Determine Measures to Achieve Profitability
The financial recovery plan should also include the actions necessary to return to profitability. Some of the considerations in determining profitability are as follows:
- Identify the overall breakeven point
- Allocate overhead at the product level to eliminate products that are losing money
- Direct focus toward profitable products
- Apply “zero-based” budgeting to factor out non-contributory costs
Other budget-related considerations that need to be included that impact profitability include:
- Costs associated with professional turnaround service experts
- Capital expenditures that contribute to improved efficiency
- Marketing investments that contribute to increasing sales
- Finance charges to be based on the optimal financing alternatives
Additional Actions to Protect Profitability
The recovery plan also needs to include actions designed to protect profits and cashflows prospectively. Close attention needs to be given to the following areas:
- Aging of accounts receivable to assure improvement in customer collections
- Inventory levels to avoid carrying excess stock.
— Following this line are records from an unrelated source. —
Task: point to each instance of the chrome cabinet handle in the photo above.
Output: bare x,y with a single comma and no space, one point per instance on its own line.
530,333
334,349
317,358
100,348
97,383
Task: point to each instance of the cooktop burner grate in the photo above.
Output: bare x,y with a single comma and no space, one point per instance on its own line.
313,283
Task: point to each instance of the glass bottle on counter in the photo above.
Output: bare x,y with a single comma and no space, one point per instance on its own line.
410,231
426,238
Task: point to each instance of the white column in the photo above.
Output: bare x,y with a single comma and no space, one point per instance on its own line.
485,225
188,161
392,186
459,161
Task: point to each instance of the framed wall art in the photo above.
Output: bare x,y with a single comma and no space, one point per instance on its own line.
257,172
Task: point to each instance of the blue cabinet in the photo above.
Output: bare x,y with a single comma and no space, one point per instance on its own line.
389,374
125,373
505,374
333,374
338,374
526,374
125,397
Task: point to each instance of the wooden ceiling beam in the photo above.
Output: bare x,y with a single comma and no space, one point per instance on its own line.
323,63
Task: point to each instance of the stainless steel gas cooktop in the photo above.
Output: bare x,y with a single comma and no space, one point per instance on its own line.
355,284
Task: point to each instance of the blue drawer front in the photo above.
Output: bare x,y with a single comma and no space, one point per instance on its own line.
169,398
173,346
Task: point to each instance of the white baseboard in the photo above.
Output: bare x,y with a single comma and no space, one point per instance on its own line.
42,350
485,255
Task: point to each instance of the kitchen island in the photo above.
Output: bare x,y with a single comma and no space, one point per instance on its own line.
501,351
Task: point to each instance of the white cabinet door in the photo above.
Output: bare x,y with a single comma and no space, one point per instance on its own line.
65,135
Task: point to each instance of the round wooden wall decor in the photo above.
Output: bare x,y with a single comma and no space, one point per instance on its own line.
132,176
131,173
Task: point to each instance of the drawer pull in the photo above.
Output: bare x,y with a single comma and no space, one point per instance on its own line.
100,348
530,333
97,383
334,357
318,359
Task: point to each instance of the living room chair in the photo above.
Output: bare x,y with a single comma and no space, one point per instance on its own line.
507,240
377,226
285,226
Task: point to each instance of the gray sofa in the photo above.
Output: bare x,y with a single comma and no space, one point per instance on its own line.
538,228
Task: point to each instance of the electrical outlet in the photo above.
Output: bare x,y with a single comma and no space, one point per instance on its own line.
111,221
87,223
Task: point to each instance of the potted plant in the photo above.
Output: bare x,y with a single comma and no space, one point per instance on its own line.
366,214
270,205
- Incentive programs with sales staff for bringing in profitable business
- Leverage position on the balance sheet to keep finance terms within guidelines
- Managing KPI’s to keep profitable trends in place
Elements for Consideration in the Recovery Marketing Plan
The revenue portion of the recovery plan will come from details in the marketing plan. Substantial research will be necessary for the market sector to determine the actions needed to ensure effective marketing campaigns going forward. Some of the analysis considerations would be:
- Customer demographics, psychographics, and audience insights
- Customer sentiments and feedback
- Competitive advantages and product demand
- Competition and market share
- Product pricing and profitability
- Composition of the sales force and compensation structure
Can the Business Be Turned Around?
If the problems are identified on a timely basis, and professional expertise is retained, there may be a solid chance the company can survive. That said, a lot can depend on what caused the problems in the first place. This assessment should not be too difficult to make.
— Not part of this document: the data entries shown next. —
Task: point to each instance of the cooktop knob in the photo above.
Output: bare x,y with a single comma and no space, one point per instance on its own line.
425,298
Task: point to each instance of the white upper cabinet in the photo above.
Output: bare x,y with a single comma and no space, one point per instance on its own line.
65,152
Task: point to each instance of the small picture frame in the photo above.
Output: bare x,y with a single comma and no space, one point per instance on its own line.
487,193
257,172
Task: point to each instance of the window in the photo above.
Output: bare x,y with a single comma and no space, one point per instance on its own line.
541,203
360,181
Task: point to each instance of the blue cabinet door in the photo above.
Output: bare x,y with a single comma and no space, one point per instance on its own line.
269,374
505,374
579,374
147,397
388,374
If cash flows can’t be restored on a timely basis, other actions may be necessary to keep the company going. This could include selling non-essential assets that have value or filing for Chapter 11 bankruptcy protection, allowing the company to continue operating while negotiating debt reductions with creditors.
Other options may apply if the company can’t be turned around but has potential value to a competitor or other related business in the market niche. Depending on the situation, it could make sense to sell the company or merge it with another business. On the other hand, if there are no interested buyers, a liquidation may become the only remaining course of action.
The best way to avoid the need for a business turnaround is to have timely, accurate, and relevant financial reports and analyses and paying close attention to what they show. Reacting to trends as quickly as possible can avoid a crisis. If a crisis appears inevitable, professional advisors should be brought in immediately to help assess and remedy the situation. Advisors that are typically helpful in a turnaround situation are finance specialists, marketing specialists, accountants, attorneys, and bankers.
When notifying a bank or other lender about problems impacting the business’s finances, it is important to be timely and direct and have a recovery plan—the more time given to employing a solution, the better chance that the actions will be successful.
Due to the complexity of the process and the importance of managing multiple action plans, it is very wise to utilize highly-experienced professional consultants and advisors for their expertise. The investment made in the services provided by outside consultants can be very rewarding in terms of the greater value they can help the company realize.